Making the unconscious conscious will help you make more objective decisions, facilitate inclusive interactions, and create opportunities. Begin unbiasing with education, accountability, measurement, and more.

Google has been on a multi-year journey to understand how decisions are made at work, how inclusive organizational cultures are built and sustained, and how individuals can take conscious control of their actions, behaviors, and cultural contributions. This journey has led Google to dive into the world of the unconscious mind.

Unconscious biases are the automatic, mental shortcuts used to process information and make decisions quickly. At any given moment individuals are flooded with millions of bits of information, but can only consciously process about 40. Cognitive filters and heuristics allow the mind to unconsciously prioritize, generalize, and dismiss large volumes of input. These shortcuts can be useful when making decisions with limited information, focus, or time, but can sometimes lead individuals astray and have unintended consequences in the workplace.

Unconscious bias can prevent individuals from making the most objective decisions. They can cause people to overlook great ideas, undermine individual potential, and create a less than ideal work experience for their colleagues. By understanding unconscious bias and overcoming it at critical moments, individuals can make better decisions - from finding the best talent (no matter what the background) to acknowledging a great idea (no matter who it came from) - and build a workforce and workplace that support and encourages diverse perspectives and contributions.

The scientific evidence demonstrating the negative effects of unconscious bias is well-documented, but there’s still a lot to learn about how to mitigate it.

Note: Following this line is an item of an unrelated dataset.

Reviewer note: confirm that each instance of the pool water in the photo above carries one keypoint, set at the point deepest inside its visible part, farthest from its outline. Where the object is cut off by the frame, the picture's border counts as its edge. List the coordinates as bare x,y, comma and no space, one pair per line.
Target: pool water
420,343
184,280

Combatting unconscious biases is hard, because their influence on our decisions in a given moment doesn't feel wrong; it feels intuitively right. But in order to create a workplace that supports and encourages diverse perspectives, talents, and ideas, you need to give people the platform and tools to begin unbiasing, Google's term for mitigating unconscious bias and giving your first thoughts a second look. Google is early in the unbiasing journey, but making the unconscious conscious is critical to create a welcoming and inclusive workplace for everyone.